Prior to 1994, the Company was also engaged in the business of selling long
distance services principally to other businesses. The Company discontinued
its operation in this business in June 1994 and, as a result, recorded a
loss of approximately $58,000, net of $98,500 of revenue, in the
accompanying consolidated statement of operations for the year ended
December 31, 1994.
In addition, during 1994, the Company began developing technology in an
attempt to enter the international call arbitrage business. The Company
abandoned this attempt in June 1995 and, as a result, recorded a loss of
approximately $311,000 in the accompanying statement of operations for the
year ended December 31, 1995. Through December 31, 1994, approximately
$30,000 was charged to selling, general and administrative expenses
relating to the development of this abandoned product line.

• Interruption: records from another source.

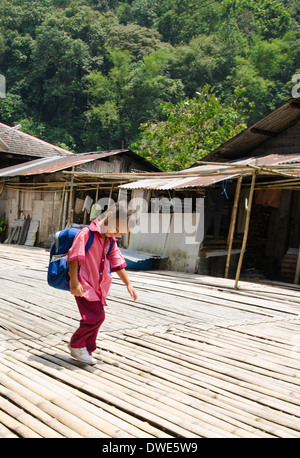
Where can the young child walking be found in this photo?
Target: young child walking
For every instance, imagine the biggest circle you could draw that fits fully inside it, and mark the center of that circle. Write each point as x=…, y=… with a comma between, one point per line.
x=90, y=275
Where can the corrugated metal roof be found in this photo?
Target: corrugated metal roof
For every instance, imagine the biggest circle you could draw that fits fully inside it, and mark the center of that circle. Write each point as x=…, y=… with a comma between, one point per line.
x=211, y=174
x=269, y=126
x=17, y=142
x=56, y=163
x=47, y=165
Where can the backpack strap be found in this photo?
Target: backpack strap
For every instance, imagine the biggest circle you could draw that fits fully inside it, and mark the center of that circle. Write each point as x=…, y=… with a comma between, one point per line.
x=90, y=241
x=110, y=247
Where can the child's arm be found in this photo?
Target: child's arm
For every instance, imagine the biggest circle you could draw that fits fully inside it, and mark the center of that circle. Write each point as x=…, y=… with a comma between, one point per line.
x=125, y=279
x=75, y=287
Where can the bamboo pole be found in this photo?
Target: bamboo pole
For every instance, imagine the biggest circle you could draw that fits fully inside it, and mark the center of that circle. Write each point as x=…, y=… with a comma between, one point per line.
x=297, y=273
x=245, y=231
x=232, y=223
x=70, y=209
x=61, y=207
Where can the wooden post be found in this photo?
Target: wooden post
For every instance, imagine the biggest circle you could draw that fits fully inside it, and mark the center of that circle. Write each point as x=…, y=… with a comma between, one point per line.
x=61, y=208
x=245, y=231
x=71, y=210
x=297, y=273
x=232, y=224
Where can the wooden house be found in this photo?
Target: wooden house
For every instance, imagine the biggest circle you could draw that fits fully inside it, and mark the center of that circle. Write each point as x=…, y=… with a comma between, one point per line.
x=255, y=173
x=17, y=147
x=42, y=196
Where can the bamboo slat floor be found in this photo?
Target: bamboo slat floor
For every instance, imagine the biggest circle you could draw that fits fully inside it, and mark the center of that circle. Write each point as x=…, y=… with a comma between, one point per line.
x=191, y=358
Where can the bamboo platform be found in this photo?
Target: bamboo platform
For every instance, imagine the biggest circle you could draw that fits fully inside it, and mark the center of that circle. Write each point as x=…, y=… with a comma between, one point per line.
x=191, y=358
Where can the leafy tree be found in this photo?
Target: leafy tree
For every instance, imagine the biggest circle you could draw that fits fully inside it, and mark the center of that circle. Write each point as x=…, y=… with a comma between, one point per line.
x=192, y=129
x=269, y=17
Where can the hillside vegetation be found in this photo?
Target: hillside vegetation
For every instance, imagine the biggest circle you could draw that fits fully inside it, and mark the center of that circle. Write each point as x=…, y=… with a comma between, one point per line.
x=171, y=79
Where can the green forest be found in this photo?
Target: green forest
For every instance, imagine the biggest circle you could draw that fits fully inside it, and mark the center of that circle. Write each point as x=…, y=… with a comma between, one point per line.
x=170, y=79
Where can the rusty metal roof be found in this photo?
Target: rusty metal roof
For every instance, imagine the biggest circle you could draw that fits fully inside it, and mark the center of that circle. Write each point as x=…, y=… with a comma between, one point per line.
x=57, y=163
x=14, y=141
x=47, y=165
x=208, y=175
x=284, y=117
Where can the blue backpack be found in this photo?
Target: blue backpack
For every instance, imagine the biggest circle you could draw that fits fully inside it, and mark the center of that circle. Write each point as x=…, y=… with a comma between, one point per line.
x=58, y=270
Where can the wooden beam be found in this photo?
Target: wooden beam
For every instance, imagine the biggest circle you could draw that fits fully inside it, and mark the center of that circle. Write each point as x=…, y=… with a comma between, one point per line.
x=297, y=273
x=232, y=224
x=245, y=231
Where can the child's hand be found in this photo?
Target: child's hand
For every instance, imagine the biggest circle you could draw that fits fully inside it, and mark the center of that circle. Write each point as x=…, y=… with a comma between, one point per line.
x=132, y=292
x=76, y=289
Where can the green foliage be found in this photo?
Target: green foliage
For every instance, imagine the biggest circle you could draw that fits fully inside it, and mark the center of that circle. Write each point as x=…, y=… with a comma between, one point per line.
x=85, y=74
x=193, y=128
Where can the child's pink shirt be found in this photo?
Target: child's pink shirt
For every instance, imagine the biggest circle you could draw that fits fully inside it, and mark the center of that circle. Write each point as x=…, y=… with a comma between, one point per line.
x=95, y=267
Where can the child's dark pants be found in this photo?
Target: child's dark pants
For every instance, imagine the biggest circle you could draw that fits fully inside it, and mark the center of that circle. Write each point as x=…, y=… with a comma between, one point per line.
x=93, y=315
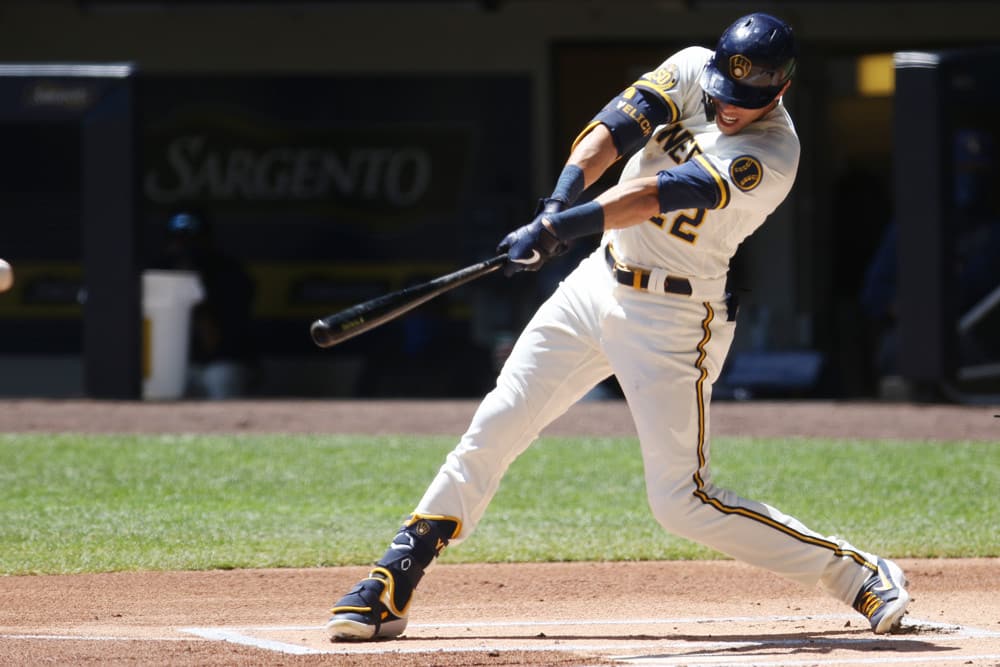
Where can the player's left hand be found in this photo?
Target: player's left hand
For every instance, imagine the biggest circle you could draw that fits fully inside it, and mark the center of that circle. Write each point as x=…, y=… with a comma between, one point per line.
x=529, y=247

On December 21, 1995, the Company acquired certain assets and liabilities
of Global Media Network (see Note 8).
The Company continues to be subject to certain risks common to companies in
similar stages of development. Principal among these risks are dependence
on key individuals; successful marketing of current products and services,
combined with the need to successfully develop and introduce new products
and services; dependence on independent commission agents whose
compensation is based on the profitability of prepaid telephone card
programs; the ability to raise additional capital to fund operations; and
the ability to achieve profitable future operations. On May 24, 1997, the
Company merged with SmarTalk Teleservices, Inc. (see Note 9).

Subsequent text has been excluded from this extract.